The consultation is broken into two proposals. The first is the introduction of a new supervisory statement (SS) entitled ‘Solvency II: Internal models – volatility adjustment in the modelling of market risk and credit risk stresses.’ The second proposal involves removing part of SS17/16, which is entitled ‘Solvency II: Internal models – assessment, model change and the role of non-executive directors.’
The SS draft aims to outline the PRA’s expectations of how firms apply the VA when calculating their SCR. In essence, the statement would permit firms to include a dynamic volatility adjustment (DVA) within an internal model when calculating SCR.
These proposed changes are in response to an opinion issued by the European Insurance and Occupational Pensions Authority (EIOPA). According to the PRA in the CP:
“The EIOPA Opinion implicitly accepts that firms that use an internal model to model credit risk may, as a general principle, apply a dynamic volatility adjustment (DVA) by allowing the VA to change when modelling credit spreads during the 1-year forecast of basic own funds.”

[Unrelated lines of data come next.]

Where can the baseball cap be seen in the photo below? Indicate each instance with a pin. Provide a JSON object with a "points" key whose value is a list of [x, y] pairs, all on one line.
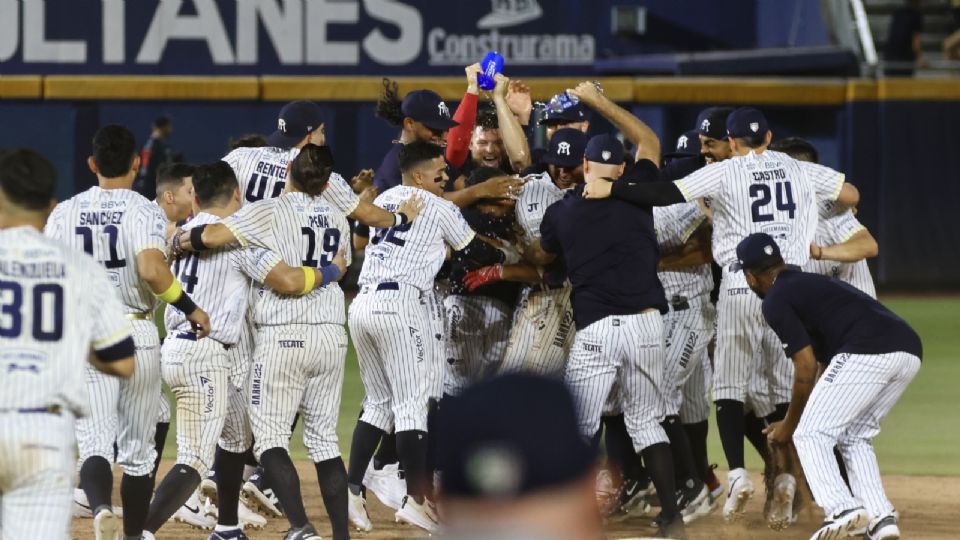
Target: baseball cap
{"points": [[426, 107], [566, 148], [712, 122], [605, 149], [745, 122], [509, 436], [297, 119], [758, 250]]}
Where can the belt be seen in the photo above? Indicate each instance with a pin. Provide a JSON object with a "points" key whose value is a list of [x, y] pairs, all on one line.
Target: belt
{"points": [[192, 336]]}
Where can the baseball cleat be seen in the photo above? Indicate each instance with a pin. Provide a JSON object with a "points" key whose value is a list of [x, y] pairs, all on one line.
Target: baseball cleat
{"points": [[257, 496], [421, 515], [387, 484], [883, 528], [780, 515], [107, 526], [738, 493], [357, 510], [842, 524]]}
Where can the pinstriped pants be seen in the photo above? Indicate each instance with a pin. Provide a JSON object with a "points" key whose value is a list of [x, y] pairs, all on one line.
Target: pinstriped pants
{"points": [[854, 394], [125, 411], [627, 349], [36, 475], [297, 368]]}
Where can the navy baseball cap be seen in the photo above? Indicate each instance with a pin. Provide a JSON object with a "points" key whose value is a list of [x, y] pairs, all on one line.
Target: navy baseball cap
{"points": [[426, 107], [297, 119], [605, 149], [746, 122], [712, 122], [759, 250], [510, 436], [566, 148]]}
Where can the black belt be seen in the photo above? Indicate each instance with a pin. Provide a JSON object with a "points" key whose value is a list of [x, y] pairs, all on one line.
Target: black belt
{"points": [[192, 336]]}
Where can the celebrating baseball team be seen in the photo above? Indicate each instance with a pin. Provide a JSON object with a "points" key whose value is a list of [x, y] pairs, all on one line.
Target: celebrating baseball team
{"points": [[730, 269]]}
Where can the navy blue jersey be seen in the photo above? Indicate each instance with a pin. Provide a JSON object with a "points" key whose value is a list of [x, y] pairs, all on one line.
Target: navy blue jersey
{"points": [[833, 317], [610, 250]]}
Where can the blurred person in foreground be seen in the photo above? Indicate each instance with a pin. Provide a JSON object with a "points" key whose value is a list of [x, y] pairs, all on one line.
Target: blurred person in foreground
{"points": [[516, 468]]}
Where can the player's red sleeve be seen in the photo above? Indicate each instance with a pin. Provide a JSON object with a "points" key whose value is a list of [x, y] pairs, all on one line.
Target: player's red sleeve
{"points": [[458, 137]]}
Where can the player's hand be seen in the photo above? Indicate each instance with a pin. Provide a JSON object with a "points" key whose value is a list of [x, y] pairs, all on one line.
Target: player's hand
{"points": [[586, 92], [519, 101], [501, 187], [483, 276], [200, 322], [777, 434], [472, 71], [411, 207], [362, 181], [598, 189]]}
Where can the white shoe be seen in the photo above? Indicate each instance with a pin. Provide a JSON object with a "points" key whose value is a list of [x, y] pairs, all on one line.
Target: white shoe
{"points": [[357, 507], [738, 493], [842, 524], [884, 528], [194, 514], [387, 484], [781, 515], [106, 526], [249, 518], [421, 515]]}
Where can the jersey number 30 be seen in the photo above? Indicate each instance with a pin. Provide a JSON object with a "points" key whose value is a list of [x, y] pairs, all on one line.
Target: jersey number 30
{"points": [[760, 195]]}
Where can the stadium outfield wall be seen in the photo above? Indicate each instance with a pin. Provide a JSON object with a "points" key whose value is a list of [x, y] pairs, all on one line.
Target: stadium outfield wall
{"points": [[894, 138]]}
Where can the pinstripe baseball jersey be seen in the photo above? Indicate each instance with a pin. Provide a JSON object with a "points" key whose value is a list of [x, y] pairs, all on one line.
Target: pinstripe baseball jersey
{"points": [[835, 228], [303, 231], [538, 193], [768, 192], [220, 280], [262, 174], [56, 304], [414, 252], [114, 226], [674, 225]]}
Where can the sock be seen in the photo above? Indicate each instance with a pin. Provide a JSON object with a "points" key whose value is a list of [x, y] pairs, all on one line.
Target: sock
{"points": [[365, 439], [96, 479], [278, 469], [332, 475], [386, 452], [412, 449], [753, 431], [159, 441], [176, 487], [659, 462], [229, 467], [730, 425], [135, 493], [685, 469], [697, 435]]}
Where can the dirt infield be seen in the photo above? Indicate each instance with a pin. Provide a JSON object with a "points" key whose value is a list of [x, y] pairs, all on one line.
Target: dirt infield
{"points": [[927, 505]]}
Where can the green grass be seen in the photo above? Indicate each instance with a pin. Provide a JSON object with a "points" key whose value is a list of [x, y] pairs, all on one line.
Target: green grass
{"points": [[920, 437]]}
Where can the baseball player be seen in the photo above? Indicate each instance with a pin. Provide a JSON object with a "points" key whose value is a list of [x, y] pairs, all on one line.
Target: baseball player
{"points": [[756, 190], [394, 330], [301, 342], [59, 306], [867, 356], [125, 232], [842, 244]]}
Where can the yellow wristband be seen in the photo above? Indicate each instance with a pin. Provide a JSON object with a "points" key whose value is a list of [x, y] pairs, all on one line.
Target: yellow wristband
{"points": [[172, 294], [309, 279]]}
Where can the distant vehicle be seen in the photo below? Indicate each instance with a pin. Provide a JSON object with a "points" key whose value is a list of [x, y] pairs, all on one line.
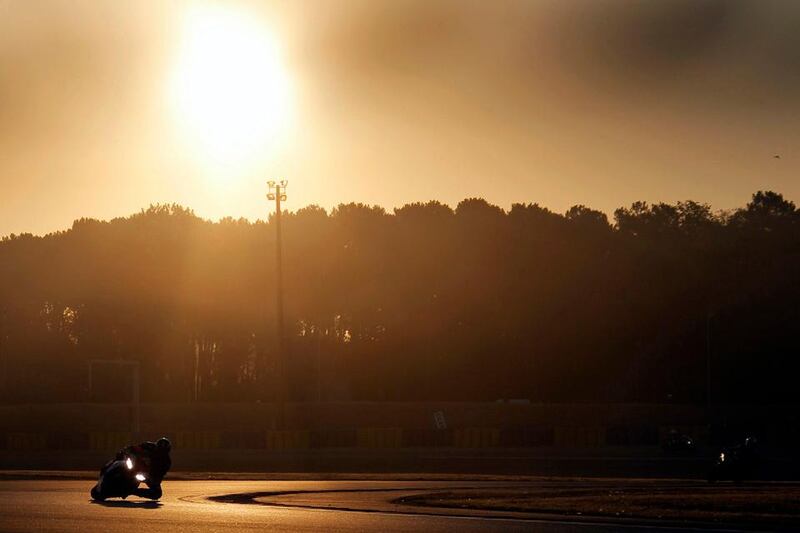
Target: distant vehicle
{"points": [[678, 444], [119, 479], [735, 463]]}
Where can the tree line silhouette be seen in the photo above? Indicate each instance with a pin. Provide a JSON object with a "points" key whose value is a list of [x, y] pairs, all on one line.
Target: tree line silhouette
{"points": [[425, 303]]}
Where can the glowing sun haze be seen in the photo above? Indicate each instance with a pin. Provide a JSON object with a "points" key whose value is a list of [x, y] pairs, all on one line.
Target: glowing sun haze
{"points": [[229, 87], [107, 107]]}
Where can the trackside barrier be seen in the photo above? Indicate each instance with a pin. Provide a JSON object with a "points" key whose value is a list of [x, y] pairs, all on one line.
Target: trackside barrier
{"points": [[379, 438], [425, 438], [26, 441], [287, 439], [632, 436], [243, 440], [579, 437], [476, 438], [197, 440], [67, 441], [333, 438], [526, 437], [698, 433], [109, 440]]}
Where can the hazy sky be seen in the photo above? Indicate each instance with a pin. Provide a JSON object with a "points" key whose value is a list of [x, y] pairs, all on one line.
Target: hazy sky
{"points": [[598, 103]]}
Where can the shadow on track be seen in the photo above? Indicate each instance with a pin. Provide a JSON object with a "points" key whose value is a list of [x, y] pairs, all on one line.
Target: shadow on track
{"points": [[130, 505]]}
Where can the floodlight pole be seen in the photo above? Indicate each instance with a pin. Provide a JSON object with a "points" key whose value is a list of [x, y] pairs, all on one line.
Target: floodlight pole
{"points": [[277, 192]]}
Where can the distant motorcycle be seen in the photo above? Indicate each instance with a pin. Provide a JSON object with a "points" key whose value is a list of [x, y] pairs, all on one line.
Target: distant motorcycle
{"points": [[119, 479], [735, 463]]}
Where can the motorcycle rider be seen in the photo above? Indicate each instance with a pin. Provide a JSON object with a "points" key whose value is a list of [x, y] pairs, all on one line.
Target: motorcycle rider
{"points": [[155, 455]]}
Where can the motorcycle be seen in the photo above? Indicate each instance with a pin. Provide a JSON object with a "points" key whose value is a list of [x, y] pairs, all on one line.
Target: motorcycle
{"points": [[119, 479]]}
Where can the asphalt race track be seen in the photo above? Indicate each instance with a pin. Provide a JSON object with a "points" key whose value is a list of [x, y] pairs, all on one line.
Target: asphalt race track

However, under the draft SS, where any model is amended to include a DVA, PRA approval would be required. Further, any firm using a DVA would still need to comply with Regulation 43 of the Solvency II Regulations.
These proposals, if introduced, should bring UK insurers in line with a number of other countries within the EU that already permit the use of a DVA.
Along with the proposal to introduce a new SS, the PRA proposes to remove Chapter 5 of SS17/16. This chapter essentially stated that the PRA did not expect firms to use a DVA when calculating their SCR, and so it would have to be deleted to accommodate the PRA’s proposed modelling changes.
When should I submit my comments?
The consultation will close on Wednesday, 11th July, 2018. This document [pdf] contains the full content of the consultation paper from the PRA.